Gambling in a rigged casino

In “Gambling in a rigged casino: The adversarial multi-armed bandit problem” Auer, Cesa-Bianchi, Freund, and Schapire (1998) give an algorithm for adversarial multi-armed bandits with at worst $O(\sqrt{T K \log K })$ regret for $K$ bandits over $T$ tries which is similar to the weighted majority algorithm.
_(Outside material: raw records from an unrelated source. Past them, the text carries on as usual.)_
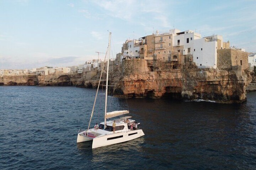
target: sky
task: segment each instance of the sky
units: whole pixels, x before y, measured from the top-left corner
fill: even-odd
[[[78,66],[158,30],[222,36],[256,52],[255,0],[0,0],[0,69]]]

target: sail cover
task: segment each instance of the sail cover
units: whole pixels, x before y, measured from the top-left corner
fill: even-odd
[[[129,110],[117,110],[111,112],[107,112],[105,116],[105,119],[109,119],[124,114],[129,113]]]

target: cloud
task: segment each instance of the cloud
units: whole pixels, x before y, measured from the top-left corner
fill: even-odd
[[[74,4],[72,4],[72,3],[70,3],[69,4],[68,4],[68,5],[69,6],[71,6],[72,8],[75,6],[75,5],[74,5]]]
[[[91,34],[94,38],[98,40],[102,39],[102,34],[99,32],[96,31],[92,31],[91,32]]]

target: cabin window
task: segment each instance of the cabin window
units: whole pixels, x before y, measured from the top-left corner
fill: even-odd
[[[116,131],[119,131],[119,130],[122,130],[124,128],[124,126],[116,126]]]
[[[133,134],[138,134],[138,132],[136,133],[130,133],[130,134],[128,134],[128,136],[130,136],[131,135],[133,135]]]
[[[123,135],[121,136],[116,136],[116,137],[112,137],[112,138],[109,138],[107,139],[107,141],[108,141],[109,140],[112,140],[112,139],[117,139],[118,138],[123,138]]]

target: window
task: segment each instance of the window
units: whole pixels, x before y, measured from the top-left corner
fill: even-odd
[[[112,140],[112,139],[117,139],[118,138],[123,138],[123,135],[121,136],[117,136],[116,137],[112,137],[112,138],[109,138],[107,139],[107,141],[108,141],[109,140]]]
[[[118,131],[119,130],[122,130],[124,128],[124,126],[116,126],[116,130]]]
[[[130,134],[128,134],[128,136],[130,136],[130,135],[133,135],[133,134],[137,134],[138,132],[133,133],[130,133]]]

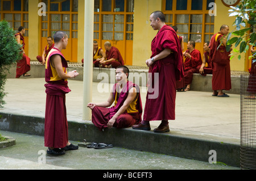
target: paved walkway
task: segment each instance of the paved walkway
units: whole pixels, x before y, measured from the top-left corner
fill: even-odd
[[[44,83],[44,78],[8,79],[5,85],[5,91],[8,94],[4,98],[6,104],[0,113],[21,112],[34,116],[44,116],[46,97]],[[72,91],[66,96],[68,119],[82,121],[82,83],[81,81],[69,81]],[[99,92],[102,86],[93,83],[93,102],[105,101],[108,98],[109,92]],[[146,94],[144,90],[142,92],[143,107]],[[240,95],[229,95],[229,98],[217,98],[212,96],[210,92],[177,92],[176,120],[170,121],[170,133],[191,132],[199,136],[206,133],[228,138],[231,142],[239,143]],[[151,129],[159,124],[160,121],[151,121]]]

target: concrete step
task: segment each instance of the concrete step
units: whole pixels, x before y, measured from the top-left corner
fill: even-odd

They also establish a lower bound on the regret of $O(\sqrt{T K})$ for the adversarial case.  In section 9, the authors prove that this algorithm can be applied to two person finite games to compute the value of the game for both players.

The paper develops four algorithms in sequence called Hedge, Exp3, Exp3.1, and Exp4.   Each algorithm uses a previous algorithm as a subroutine.  Hedge is a full information algorithm that requires observation of the untried arms after choosing one arm.  Exp3 only requires a bound on the maximum expected value possible at time $T$ and Exp3.1 operates by guessing the maximal expected value.  Exp4 is a mixture of experts algorithm.

In the related paper “The non-stochastic multi-armed bandit problem” by the same authors, the algorithms are extended and the regret bounds are improved. At the end of this paper, they explore applications to Game Theory.